Muni Bonds Lag Treasuries by Most Since 2020 With March Loss

Muni Bonds Lag Treasuries by Most Since 2020 With March Loss

Source: Live Mint

(Bloomberg) — Municipal bonds are heading for their worst month — compared to US Treasuries — since the asset class’s pandemic-fueled rout in March 2020.

Munis are track for a 2% loss this month, while US Treasury returns were flat as of March 30, according to Bloomberg index data. Though, the rout is poised to ease on Monday, as both asset classes are rallying as stock-market weakness sparks demand for safe-haven investments. Muni yields have dropped by as much as 4 basis points across the curve. 

March is generally a tough month for the US state and local debt market. Sales of new debt tend to be higher — issuance this month has surged 20% year-over-year, according to data compiled by Bloomberg. But fewer bonds mature around this time, so investors may not have the money to reinvest. Some investors even sell their holdings to pay their tax bills due in April, adding to the pressure. 

“Lighter redemptions in each month can be combined with average to heavier supply to create headwinds,” Kim Olsan, senior fixed-income portfolio manager for NewSquare Capital LLC, wrote in a email.

This March, these dynamics are exacerbated by policy-related uncertainty.
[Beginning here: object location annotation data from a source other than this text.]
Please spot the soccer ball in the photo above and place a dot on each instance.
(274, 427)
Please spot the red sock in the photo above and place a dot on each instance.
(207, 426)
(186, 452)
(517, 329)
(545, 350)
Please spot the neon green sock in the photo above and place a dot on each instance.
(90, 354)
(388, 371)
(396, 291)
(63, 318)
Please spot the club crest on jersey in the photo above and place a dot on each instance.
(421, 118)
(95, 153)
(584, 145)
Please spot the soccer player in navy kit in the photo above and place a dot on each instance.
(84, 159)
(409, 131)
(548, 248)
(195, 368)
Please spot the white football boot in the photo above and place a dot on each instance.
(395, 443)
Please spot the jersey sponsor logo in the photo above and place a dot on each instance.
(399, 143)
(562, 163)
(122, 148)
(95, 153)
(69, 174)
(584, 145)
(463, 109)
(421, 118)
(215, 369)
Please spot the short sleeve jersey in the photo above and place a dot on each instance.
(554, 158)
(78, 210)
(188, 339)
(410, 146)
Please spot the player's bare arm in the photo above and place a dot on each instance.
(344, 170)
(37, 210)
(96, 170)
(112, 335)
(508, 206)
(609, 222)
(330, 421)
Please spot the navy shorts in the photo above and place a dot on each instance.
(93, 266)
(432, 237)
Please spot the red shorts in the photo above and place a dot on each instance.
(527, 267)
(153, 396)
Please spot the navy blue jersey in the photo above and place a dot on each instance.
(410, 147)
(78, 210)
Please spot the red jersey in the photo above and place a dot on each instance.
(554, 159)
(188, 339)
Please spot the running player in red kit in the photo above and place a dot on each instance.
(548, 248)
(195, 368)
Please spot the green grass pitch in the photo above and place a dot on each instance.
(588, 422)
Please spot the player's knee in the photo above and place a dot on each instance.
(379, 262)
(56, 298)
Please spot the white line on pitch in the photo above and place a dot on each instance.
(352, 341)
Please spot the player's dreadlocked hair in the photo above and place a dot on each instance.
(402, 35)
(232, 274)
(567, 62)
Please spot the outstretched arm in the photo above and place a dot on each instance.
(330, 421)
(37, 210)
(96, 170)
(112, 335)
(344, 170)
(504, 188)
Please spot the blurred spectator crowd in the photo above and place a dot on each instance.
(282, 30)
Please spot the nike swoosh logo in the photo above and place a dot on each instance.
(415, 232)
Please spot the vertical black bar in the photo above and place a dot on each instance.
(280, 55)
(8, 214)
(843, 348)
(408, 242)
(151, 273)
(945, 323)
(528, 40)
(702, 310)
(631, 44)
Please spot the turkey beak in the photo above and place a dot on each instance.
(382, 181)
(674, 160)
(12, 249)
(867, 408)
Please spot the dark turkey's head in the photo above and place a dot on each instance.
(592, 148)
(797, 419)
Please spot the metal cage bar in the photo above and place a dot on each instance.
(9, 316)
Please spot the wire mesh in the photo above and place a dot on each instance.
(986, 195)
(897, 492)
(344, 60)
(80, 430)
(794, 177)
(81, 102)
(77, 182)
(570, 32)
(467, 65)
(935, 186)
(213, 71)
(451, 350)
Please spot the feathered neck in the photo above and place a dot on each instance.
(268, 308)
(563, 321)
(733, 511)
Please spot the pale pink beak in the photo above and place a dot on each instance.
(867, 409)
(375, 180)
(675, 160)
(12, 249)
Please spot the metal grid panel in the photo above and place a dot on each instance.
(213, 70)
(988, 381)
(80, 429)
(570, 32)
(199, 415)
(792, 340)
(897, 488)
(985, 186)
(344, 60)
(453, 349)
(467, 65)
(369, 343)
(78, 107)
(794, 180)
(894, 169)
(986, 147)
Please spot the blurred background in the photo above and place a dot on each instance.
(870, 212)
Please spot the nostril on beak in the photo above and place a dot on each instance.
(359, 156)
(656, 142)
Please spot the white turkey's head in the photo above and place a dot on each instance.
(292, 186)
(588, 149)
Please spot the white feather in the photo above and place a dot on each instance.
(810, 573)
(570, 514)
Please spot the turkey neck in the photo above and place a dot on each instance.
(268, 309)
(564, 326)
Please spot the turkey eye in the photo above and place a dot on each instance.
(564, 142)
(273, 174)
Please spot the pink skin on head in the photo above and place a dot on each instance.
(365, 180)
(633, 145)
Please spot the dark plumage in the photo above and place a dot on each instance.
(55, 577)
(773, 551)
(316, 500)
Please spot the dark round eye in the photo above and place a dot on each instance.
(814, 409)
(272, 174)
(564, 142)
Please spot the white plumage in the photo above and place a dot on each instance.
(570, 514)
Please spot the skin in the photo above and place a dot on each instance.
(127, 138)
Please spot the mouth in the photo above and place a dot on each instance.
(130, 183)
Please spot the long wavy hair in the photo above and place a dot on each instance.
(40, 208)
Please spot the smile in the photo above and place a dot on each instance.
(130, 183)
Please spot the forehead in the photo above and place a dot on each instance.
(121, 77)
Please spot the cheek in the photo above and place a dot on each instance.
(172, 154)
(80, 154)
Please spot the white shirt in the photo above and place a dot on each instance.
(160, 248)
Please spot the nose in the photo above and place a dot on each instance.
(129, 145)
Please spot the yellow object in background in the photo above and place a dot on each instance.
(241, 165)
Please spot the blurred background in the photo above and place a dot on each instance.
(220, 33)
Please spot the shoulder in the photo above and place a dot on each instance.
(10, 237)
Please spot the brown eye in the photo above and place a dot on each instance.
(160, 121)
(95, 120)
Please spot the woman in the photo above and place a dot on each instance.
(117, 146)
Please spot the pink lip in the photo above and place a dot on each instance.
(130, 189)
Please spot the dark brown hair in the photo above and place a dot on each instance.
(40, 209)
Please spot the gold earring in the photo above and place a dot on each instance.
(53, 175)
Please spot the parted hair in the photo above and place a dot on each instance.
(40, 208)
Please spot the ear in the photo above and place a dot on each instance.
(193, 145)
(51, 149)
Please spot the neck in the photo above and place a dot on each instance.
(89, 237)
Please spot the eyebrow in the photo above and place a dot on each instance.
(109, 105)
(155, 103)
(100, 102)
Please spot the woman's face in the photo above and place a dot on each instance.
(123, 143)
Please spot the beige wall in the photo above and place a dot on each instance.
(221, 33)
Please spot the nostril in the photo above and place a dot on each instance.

Investors are assessing whether Republicans’ effort to extend the 2017 tax cuts could pose a threat to the tax-exempt status of muni bonds. 

These considerations have weakened demand, with investors yanking about $573 million from municipal-bond funds in the week ended Wednesday — the third straight week of outflows, according to LSEG Lipper Global Fund Flows.

The underperformance has meant that munis have cheapened compared to Treasuries. A key gauge of relative value in the market — a percentage of AAA muni yields versus Treasuries — shows that state and local debt is at its cheapest level since November 2022.

Despite this recent weakness Bank of America Corp. strategists said on Friday that they expect the backdrop to improve a bit by the second half of April, after taxes are due. 

Still, supply looks like it will stay elevated even as demand teeters. JPMorgan Chase & Co. strategists said in a note on Monday that the $10 billion of sales slated for this week could pressure the muni market.

Last week’s underperformance in munis was “chiefly the result of onerous net supply, UST rate volatility, exchange-traded fund outflows, and tax-loss trading,” they added.